Queensland lefties have their priorities all wrong

ON the borders of Hungary, Serbia and Macedonia, tens of thousands of Syrian refugees are breaking down the doors of Europe.

Queensland Labor vice-president Wendy Turner.
Queensland Labor vice-president Wendy Turner.

ON the borders of Hungary, Serbia and Macedonia, tens of thousands of Syrian refugees are breaking down the doors of Europe.

Hundreds from Syria or Libya have drowned in the Mediterranean, and 200,000 people have been killed in Syria (mainly by their own government) in the last four years.

In Iran, the gentle Bahai religion is viciously repressed, gays are hung from cranes in public squares, the regime pursues insurgencies in Lebanon, Syria and now Yemen, and it runs an international terrorist organisation Hezbollah outlawed by Australia’s parliament.

The Middle East is an awful place, an awful place for human rights and the peaceful pursuit of personal, economic progress that we take for granted in Australia.

Were any of these pressing, vital international issues addressed by the party governing Queensland at its state conference last month in Brisbane?

No. But in a resolution, Queensland’s Labor party members moved to attack the one small democracy in the Middle East – Israel.

The ALP resolution called for immediate, unconditional recognition of a Palestinian state. For Labor insiders, this sole resolution is an expression of the Left’s frustration at not getting its own way on this issue at the ALP National Conference in July.  It is becoming increasingly obvious that the resolution that was passed at National Conference concerning Israel and the Palestinians was seen as a setback for former Foreign Minister Bob Carr and his newfound friends in the hard-left in Queensland and elsewhere. The national ALP resolution did not commit the ALP to recognising a Palestinian state, and also fell short of a unilateral the move towards the recognition that Bob Carr demanded. Let me repeat, however, none of the other far more desperate situations in the Middle East were even touched on by QLD Labor.

The futility of the Queensland resolution has been highlighted by Shadow Foreign Minister Tanya Plibersek, who has refused to accept the resolution, stating, “state conferences don’t make Labor’s foreign policy.”

So, while the Middle East is being torn apart by Islamist extremism, your local Queensland lefties focus on the only country where there are free and fair elections, respect for minorities and other religions, where there is the rule of law and where the courts, including the Supreme Court, like courts in Australia, rule on any violations of normal democratic behaviour or law.

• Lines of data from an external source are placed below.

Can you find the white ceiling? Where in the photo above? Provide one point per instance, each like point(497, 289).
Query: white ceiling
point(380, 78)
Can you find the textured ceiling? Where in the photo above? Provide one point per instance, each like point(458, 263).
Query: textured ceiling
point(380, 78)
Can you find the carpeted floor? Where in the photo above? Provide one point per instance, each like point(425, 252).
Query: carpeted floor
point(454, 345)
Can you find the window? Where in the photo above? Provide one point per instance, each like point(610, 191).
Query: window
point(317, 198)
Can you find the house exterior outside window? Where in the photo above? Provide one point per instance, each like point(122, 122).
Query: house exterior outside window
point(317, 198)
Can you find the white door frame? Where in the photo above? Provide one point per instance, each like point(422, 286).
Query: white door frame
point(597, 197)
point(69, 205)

These Queensland lefties say nothing about the situation in Iraq and Syria, where churches and antiquities are being desecrated, ancient minorities such as the Yazidis, the Assyrians and the Manichean Christians are being mass murdered, and where Da’esh is attracting bogan jihadists from all over the world, including Australia, with a theology of rape. Perhaps the bad publicity emerging from the State Conference is a warning to Queensland Premier Anastacia Palaszczuk that she and the remaining serious people in Queensland Labor ought to take seriously the shenanigans that happen when the rat bags dominate these state conferences.

It is unfair and un-Australian that the tiny (5000) Queensland Jewish community now feels set upon by these blinded ideologues of the Queensland Socialist Left, who demand that the security of the families in Israel be placed at risk by the immediate declaration of a Palestinian state, without any security offsets for Israelis. Of course a two-state solution has been an Australian position ever since we voted for partition of the area, under British control, into two states: an Israeli (Jewish) State and a Palestinian (Arab) State. This 1948 vote at the UN was Australia’s first major break from British foreign policy, with then-Australian Foreign Minister Dr Herb Evatt envisaging two states for two people living alongside either other in peace.

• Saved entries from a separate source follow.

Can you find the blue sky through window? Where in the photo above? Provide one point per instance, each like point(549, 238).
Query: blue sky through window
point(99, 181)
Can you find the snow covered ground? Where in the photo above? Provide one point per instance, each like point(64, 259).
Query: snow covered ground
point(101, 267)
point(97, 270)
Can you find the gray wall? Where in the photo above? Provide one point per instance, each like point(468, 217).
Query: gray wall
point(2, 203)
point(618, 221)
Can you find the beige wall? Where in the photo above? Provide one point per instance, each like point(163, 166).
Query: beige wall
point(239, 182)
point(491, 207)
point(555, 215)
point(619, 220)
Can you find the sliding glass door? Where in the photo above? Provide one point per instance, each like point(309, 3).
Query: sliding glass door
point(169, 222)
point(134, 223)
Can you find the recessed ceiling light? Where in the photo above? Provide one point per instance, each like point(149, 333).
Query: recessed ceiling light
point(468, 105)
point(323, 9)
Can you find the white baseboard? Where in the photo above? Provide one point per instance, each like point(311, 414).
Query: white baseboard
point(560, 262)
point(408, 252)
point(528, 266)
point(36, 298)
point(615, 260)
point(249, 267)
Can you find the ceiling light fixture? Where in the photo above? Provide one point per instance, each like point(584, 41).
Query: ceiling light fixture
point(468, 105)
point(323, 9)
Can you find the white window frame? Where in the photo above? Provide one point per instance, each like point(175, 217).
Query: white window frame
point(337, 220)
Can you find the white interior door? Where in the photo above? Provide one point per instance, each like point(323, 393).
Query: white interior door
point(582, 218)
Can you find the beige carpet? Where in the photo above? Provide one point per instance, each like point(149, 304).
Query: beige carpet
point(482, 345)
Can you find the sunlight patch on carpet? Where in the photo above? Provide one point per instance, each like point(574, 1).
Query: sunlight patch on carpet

Our Deputy Leader Tanya Plibersek set the Queensland Socialist Left straight. Regular ALP members shouldn’t let the impression be created that only one side is advocated in their policy councils, especially when there are more pressing events happening in that part of the world that justifiably frighten most Queenslanders, just as they do other Australians.

MICHAEL DANBY

Michael Danby is the Member for Melbourne Ports.